Lois du yom tov de la fete de Pessah
Réponse
La tefila de Chaharit pendant Yom Tov de Pessah se fait avec joie et mélodie, et l’on récite tous les mizmorim que l’on dit le Chabbat. La coutume est de réciter le mizmor de Pessah après le mizmor Yochev Besseter Elyon. On termine le Halel et on récite la berakha : "Achèr kidchanou bemitsvotav vetsivanou ligmor et haHalel".
Réponse
Il est interdit d’interrompre au milieu du Halel. Son statut est comme celui du Chema et de ses berakhot : au milieu d’un paragraphe, on peut saluer par crainte, c’est-à-dire saluer son père ou son maître envers qui on doit de la crainte, et répondre à un salut par respect à une personne importante qui l’a salué en premier. Entre les paragraphes, on peut saluer une personne importante et répondre à tout le monde.

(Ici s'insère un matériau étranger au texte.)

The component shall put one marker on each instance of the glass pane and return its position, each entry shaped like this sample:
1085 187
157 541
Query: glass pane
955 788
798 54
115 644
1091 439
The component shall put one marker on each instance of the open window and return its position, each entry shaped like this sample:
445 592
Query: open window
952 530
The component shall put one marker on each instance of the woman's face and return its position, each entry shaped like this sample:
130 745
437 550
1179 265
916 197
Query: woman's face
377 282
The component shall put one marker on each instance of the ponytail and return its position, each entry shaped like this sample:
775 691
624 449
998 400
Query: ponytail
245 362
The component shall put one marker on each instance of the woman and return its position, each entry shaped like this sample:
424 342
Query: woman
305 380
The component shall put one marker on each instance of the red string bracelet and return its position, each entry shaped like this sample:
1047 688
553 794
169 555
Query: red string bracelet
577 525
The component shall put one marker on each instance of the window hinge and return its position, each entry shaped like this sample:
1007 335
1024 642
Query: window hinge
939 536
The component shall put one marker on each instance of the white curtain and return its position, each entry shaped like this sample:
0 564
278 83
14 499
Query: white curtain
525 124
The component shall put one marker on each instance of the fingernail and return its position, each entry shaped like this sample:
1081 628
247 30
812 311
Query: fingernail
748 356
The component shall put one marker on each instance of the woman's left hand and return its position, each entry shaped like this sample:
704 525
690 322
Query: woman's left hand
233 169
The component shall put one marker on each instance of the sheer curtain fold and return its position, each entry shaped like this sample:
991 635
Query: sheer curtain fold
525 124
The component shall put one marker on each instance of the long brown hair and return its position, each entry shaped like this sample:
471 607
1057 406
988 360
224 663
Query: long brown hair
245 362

Il est aussi permis d’interrompre pour le Kaddich et la Kedoucha, même au milieu d’un paragraphe. Il est également permis d’interrompre pour répondre Amen aux berakhot.
Réponse
Si une personne a déjà récité la berakha sur le Halel en tant qu’individu, et qu’après avoir terminé sa propre berakha elle entend la fin de la berakha du chaliah tsibour, elle ne doit pas répondre Amen, afin de ne pas faire d’interruption entre la berakha et la mitsva.
Réponse
Si l’on a terminé le Halel jusqu’à "Ki leolam hasdo" et que l’on entend des paroles de sainteté, il est permis de répondre au Kaddich, à la Kedoucha et à Amen avant la berakha de "Yehalleloucha". Même s’il n’est pas recommandé d’interrompre a priori entre la mitsva et la berakha qui la suit, cela n’empêche pas la validité. Cette berakha n’est qu’une berakha de louange, il est donc permis d’interrompre a priori pour répondre Amen et à toute parole de sainteté.